On Sat, Dec 6, 2025 at 3:04 PM Peter Geoghegan <pg@bowt.ie> wrote:
> My best guess is that the benefits I see come from eliminating a
> dependent load. Without the second patch applied, I see this
> disassembly for _bt_checkkeys:
>
> mov rax,QWORD PTR [rdi+0x38] ; Load scan->opaque
> mov r15d,DWORD PTR [rax+0x70] ; Load so->dir
>
> A version with the second patch applied still loads a pointer passed
> by the _bt_checkkeys caller (_bt_readpage), but doesn't have to chase
> another pointer to get to it. Maybe this significantly ameliorates
> execution port pressure in the cases where I see a speedup?
I found a way to further speed up the queries that the second patch
already helped with, following profiling with perf: if _bt_readpage
takes a local copy of scan->ignore_killed_tuples when first called,
and then uses that local copy within its per-tuple loop (instead of
using scan->ignore_killed_tuples directly), it gives me an additional
1% speedup over what I reported earlier today. In other words, the
range/BETWEEN pgbench variant I summarized earlier today goes from
being about 4.5% faster than master, to being about ~5.5% faster than
master. Testing has also shown that the ignore_killed_tuples
enhancement doesn't significantly change the picture with other types
of queries (such as the default pgbench SELECT).
In short, this ignore_killed_tuples change makes the second patch from
v1 more effective, seemingly by further ameliorating the same
bottleneck. Apparently accessing scan->ignore_killed_tuples created
another load-use hazard in the same tight inner loop (the per-tuple
_bt_readpage loop). Which matters with these queries, where we don't
need to do very much work per-tuple (_bt_readpage's pstate.startikey
optimization is as effective as possible here) and have quite a few
tuples (2,000 tuples) that need to be returned by each test query run.

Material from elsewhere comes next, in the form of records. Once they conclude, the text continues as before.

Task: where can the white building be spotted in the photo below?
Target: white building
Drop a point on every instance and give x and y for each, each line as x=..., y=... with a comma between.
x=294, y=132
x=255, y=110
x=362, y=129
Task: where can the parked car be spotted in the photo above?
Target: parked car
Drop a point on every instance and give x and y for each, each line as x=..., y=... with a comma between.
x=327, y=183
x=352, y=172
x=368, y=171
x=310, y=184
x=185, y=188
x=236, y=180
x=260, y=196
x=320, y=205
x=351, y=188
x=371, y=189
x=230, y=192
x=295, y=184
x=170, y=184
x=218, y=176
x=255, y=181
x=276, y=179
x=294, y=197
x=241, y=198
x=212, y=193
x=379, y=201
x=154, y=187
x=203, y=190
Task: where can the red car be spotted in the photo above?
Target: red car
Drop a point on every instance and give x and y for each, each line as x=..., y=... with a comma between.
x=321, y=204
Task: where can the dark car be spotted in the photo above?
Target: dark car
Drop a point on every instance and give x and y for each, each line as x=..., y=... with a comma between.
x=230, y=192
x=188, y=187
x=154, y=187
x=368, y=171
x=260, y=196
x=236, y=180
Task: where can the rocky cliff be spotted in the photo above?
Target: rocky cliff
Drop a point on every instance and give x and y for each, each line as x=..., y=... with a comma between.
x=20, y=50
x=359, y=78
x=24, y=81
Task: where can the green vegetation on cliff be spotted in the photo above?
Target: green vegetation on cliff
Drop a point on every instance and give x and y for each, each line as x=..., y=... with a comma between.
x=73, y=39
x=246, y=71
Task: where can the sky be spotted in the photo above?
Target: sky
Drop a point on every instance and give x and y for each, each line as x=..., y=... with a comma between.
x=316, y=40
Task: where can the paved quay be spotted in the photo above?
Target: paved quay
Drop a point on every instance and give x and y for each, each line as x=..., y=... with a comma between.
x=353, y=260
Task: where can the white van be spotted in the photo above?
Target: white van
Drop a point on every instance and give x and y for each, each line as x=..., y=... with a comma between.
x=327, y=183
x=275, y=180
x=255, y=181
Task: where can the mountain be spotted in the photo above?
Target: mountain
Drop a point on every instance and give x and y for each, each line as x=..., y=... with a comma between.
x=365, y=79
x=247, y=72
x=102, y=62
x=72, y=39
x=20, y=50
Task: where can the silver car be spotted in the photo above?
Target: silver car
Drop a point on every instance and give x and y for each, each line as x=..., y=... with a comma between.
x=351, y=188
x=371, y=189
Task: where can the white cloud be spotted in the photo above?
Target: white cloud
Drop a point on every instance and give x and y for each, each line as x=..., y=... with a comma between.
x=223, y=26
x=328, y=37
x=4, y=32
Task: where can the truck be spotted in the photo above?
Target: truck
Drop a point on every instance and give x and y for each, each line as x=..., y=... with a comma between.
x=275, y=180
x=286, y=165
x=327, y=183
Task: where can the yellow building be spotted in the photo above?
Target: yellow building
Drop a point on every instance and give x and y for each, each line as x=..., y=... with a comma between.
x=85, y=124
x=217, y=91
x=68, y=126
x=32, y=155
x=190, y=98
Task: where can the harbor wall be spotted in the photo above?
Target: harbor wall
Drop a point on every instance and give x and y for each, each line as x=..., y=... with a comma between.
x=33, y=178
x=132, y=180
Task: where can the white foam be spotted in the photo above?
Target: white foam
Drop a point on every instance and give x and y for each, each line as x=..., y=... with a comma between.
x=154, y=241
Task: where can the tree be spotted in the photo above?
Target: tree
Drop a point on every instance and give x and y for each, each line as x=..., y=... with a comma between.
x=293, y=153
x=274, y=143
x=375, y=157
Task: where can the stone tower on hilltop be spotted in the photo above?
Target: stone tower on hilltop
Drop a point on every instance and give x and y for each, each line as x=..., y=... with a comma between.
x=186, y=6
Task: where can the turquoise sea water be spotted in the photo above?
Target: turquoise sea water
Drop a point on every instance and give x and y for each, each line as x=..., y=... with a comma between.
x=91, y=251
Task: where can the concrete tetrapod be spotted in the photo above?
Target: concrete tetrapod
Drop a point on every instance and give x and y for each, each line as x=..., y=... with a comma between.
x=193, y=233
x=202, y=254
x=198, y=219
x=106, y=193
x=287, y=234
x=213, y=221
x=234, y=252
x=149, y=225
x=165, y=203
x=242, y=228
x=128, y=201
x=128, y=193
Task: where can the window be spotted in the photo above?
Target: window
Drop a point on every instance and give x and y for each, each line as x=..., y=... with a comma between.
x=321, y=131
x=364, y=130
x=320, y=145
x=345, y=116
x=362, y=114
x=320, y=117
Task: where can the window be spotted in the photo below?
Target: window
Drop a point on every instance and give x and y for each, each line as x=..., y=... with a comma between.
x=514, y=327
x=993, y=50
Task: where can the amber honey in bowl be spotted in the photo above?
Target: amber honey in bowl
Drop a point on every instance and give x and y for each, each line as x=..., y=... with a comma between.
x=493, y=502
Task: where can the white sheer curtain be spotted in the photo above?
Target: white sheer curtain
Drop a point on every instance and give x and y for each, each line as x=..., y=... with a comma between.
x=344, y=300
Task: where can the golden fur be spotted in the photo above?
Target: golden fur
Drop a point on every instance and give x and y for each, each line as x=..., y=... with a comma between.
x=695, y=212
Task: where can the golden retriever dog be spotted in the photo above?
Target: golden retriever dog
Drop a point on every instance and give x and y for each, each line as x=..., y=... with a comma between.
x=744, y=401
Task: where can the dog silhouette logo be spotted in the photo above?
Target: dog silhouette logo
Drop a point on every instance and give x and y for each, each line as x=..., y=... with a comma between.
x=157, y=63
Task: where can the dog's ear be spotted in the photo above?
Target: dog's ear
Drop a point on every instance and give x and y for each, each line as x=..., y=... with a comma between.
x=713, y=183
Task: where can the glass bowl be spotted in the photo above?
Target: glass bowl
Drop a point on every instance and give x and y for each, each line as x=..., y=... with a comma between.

Since this ignore_killed_tuples change is also very simple, and also
seems like an easy win, I think that it can be committed as part of
the second patch. Without it needing to wait for too much more
performance validation.
Attached are 2 text files showing pgbench output/summary info,
generated by my test script (both are from runs that took place within
the last 2 hours). One of these result sets just confirms what I
reported earlier on, with an unmodified v1 patchset. The other set of
results/file shows detailed results for the v1 patchset with the
ignore_killed_tuples change also applied, for the same pgbench
config/workload. This second file gives full details to back up my
"~5.5% faster than master" claim.
The pgbench script used for this is as follows:
\set aid random_exponential(1, 100000 * :scale, 3.0)
\set endrange :aid + 2000
SELECT abalance FROM pgbench_accounts WHERE aid between :aid AND :endrange;
I'm deliberately not attaching a new v2 for this ignore_killed_tuples
change right now. The first patch is a few hundred KBs, and I don't
want this email to get held up in moderation. Though I will attach the
ignore_killed_tuples change in its own patch, which I've also attached
(with a .txt extension, just to avoid confusing CFTester).